The logic of Run-to-Failure- “If it ain’t broke, don’t fix it”

It’s quite straightforward. When a Machine breaks down, fix it.

It is a Reactive Management technique that waits for the machine/ equipment to fail before any Maintenance action is taken up.

A plant using Run-to-Failure management does not spend any money on Maintenance until it fails to operate.

Please note:- The Plant does perform basic preventive tasks (I.e lubrication, machine adjustments etc)

This Maintenance strategy is quite expensive and it includes inventory costs, high overtime labour costs, machine downtime for longer hours and low production.

It is 3 times higher in comparison to the scheduled or preventive mode

Reliability Centred Maintenance

It is considered a king of all Maintenance strategy types! It looks at every machine individually, assesses its criticality and then matches the maintenance strategy to that specific machine.

We are looking at the most important aspects of a process, the most important machines and then we are maintaining them first and spending more money on them to maintain them than the less critical machines.

Successful implementation of RCM will lead to an increase in cost-effectiveness, reliability, machine uptime, and a greater understanding of the level of risk that the organisation is managing.

P-F Curve

The P-F Curve helps to emphasise how equipment fails! It represents the gradual loss of function.

It also demonstrates how early detection of a failure provides time to plan and schedule the replacement or restoration of a failing part without interruption to production.

But many times, we fail to understand the true definition of the P-F Curve and what it represents-

A functional failure is the inability of an item (or the equipment containing it) to meet a specified performance standard.

In other words, a functional failure also includes the inability of an item to function at the level of performance that has been specified as satisfactory. This definition thus implies that functional failure is an identifiable and measurable condition, a concept that changes the way we inspect machines.

A potential failure is an identifiable condition that indicates a functional failure is imminent.

MTTR

MTTR is the term used to describe the maintainability of a system.

Sum of time required to fix all failures divided by the total number of failures.

The time required to fix the failure includes:

  • Troubleshooting
  • Fault Isolation
  • Repair
  • Testing is required to verify the problem that has been fixed

As stated, it is the time from when the operator could not use the product to the time the customer could use it.

CMMS- (Computerised Maintenance Management System)

It is a computer software program designed to assist in the planning, management, and administrative functions required for effective management.

Some of its functions include generating, planning and reporting Work Orders, developing a traceable history, and recording part transactions.

Besides controlling maintenance, it is used as a means to ensure the high quality of both equipment condition and output.

CMMS modules include:-

  • Equipment data management
  • Preventive maintenance
  • Labour
  • Work order system
  • Scheduling/Planning
  • Vendor
  • Inventory control
  • Purchasing
  • Budgeting

OEE

It is a result that can be expressed as the ration of the actual output of the equipment divided by the maximum output of the equipment under the best performance condition.

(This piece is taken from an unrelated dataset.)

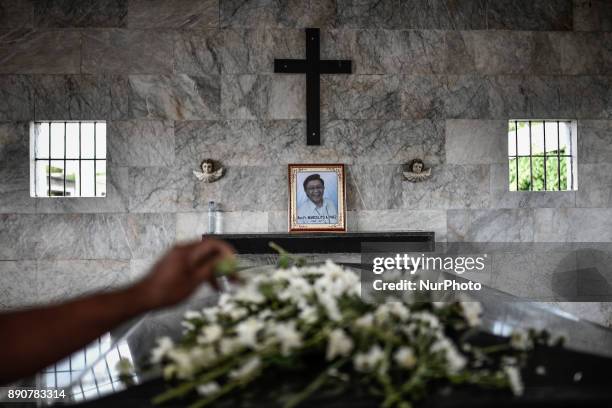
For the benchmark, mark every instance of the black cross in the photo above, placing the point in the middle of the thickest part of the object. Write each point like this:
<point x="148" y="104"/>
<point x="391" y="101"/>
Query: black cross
<point x="313" y="67"/>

It is the premier standard for measuring manufacturing productivity and helps you understand what percentage of manufacturing time is actually productive.

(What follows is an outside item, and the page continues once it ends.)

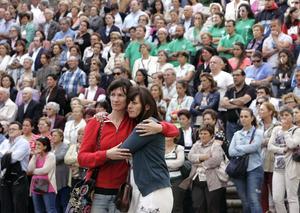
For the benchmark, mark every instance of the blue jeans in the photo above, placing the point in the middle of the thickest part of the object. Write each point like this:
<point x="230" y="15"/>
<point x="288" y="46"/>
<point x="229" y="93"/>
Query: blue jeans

“Overall Equipment Effectiveness was originated from the Total Productive Maintenance practices, developed by S.Nakajima at the Japan Institute of Plant Maintenance”

The world-class manufacturing OEE is 85%

Root Cause Failure Analysis

The objective of RCFA is to resolve issues that affect the Plant's performance.

It is an investigative process to determine the underlying event(s) responsible for failure(s)

It pinpoints the root cause(s) of a specific failure to decide what corrective action(s) must be implemented to alleviate or reduce the probability that the problem will recur due to the same root cause(s).